A good receipt is small. It says: “Changed invoice_total.test.ts and rounding.ts; ran pnpm test billing; assumed tax-inclusive prices are out of scope; did not touch migrations.” That gives the reviewer a map.

The trap is trusting a confident summary. Agents can omit context or misunderstand a test failure. The receipt should point to reviewable evidence, not replace it.

Best ways to use this research

  • Best for: Cursor teams trying to adopt safer ai coding practices with repo rules and review receipts.
  • Best first artifact: The team rollout plan above, starting with the Cursor rule stub and MCP permission table.
  • Best comparison angle: Compare one supervised pilot repo with a broad all-team rollout, then keep the rollout narrow until receipts are reliable.

Common questions

  • How can I train my development team to adopt safer AI coding practices?

    Train the team with one pilot repo, one rules file, one permission table, and one required handoff receipt.

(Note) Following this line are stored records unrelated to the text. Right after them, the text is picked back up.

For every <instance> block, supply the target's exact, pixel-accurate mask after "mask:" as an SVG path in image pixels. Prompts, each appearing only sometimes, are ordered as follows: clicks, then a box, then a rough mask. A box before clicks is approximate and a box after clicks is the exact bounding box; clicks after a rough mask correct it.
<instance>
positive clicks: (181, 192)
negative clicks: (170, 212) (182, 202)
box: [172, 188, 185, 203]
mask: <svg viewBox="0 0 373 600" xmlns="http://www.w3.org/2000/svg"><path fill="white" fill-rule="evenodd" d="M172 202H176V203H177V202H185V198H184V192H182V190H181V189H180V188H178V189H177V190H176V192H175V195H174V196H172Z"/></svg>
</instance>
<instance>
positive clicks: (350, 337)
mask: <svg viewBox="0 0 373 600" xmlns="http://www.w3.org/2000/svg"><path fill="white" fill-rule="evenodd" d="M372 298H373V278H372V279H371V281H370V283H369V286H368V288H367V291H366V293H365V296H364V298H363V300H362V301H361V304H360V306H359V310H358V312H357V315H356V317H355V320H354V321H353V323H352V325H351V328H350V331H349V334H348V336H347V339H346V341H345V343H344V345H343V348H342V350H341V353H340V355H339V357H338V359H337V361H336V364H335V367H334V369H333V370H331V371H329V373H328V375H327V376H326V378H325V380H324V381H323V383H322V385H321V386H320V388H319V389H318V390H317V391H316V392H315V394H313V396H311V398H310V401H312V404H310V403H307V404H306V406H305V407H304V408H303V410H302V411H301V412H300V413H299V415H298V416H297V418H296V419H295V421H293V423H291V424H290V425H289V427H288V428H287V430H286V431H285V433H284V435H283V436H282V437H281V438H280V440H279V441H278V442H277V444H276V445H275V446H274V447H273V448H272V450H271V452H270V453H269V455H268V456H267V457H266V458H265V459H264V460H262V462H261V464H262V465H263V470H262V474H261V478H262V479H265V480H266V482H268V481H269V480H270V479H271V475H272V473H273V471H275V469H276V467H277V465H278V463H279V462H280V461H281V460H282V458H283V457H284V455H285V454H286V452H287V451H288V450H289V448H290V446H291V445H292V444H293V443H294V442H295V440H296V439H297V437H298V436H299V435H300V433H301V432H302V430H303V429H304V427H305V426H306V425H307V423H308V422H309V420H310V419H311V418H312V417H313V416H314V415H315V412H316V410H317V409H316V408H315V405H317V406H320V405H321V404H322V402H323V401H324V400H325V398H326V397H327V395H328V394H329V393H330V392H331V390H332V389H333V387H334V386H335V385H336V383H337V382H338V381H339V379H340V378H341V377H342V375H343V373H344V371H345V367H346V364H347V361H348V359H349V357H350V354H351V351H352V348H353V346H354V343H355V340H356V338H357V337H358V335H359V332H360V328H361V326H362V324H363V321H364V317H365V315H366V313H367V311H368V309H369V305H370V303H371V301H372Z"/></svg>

A practical 2-week rollout is enough to expose the real issues: risky folders, missing tests, unclear owners, and tool permissions that looked harmless until an agent used them.

  • Should we start with Cursor rules or AGENTS.md?

    Start with both, but keep each small. Use Cursor rules for shared behavior that should apply across the repo, and use nested AGENTS.md files for local boundaries like billing, auth, or infrastructure. The useful test is whether a reviewer can point to the exact rule that governed the diff.

  • When should a team add MCP servers?

    Add MCP servers after the team can review agent output reliably without external tools. Start read-only, document the allowed use, and require approval for writes. One read-only GitHub or docs server is usually easier to govern than several powerful integrations added at once.

  • Do coding agents reduce code review work?

    They can reduce some mechanical work, but they do not remove review ownership. Expect review to shift toward boundaries, tests, assumptions, and tool use. The measurable win is not “no review”; it is smaller diffs, clearer receipts, and fewer surprise changes outside the task scope.

  • What should we cover in hands-on AI coding workshops?

    Cover the workflow engineers will use on Monday: scoping a task, stopping an agent, editing rules, checking MCP permissions, reading a diff, and rejecting an unsafe handoff. A workshop that ends with a merged pilot PR teaches more than a prompt library with no production constraints.

Further reading

Start with one safe loop

Pick one repo this week and add the rule, the boundary, and the receipt before you add more agents. Safer agentic coding comes from a loop your team can repeat, not a policy no one opens.

One methodology lens

One useful way to read this through our methodology is the Plan step: delegate first-pass decomposition and dependency mapping, review the sequencing and assumptions, and keep ownership of scope and priorities. If that split is still fuzzy, the workflow usually is too.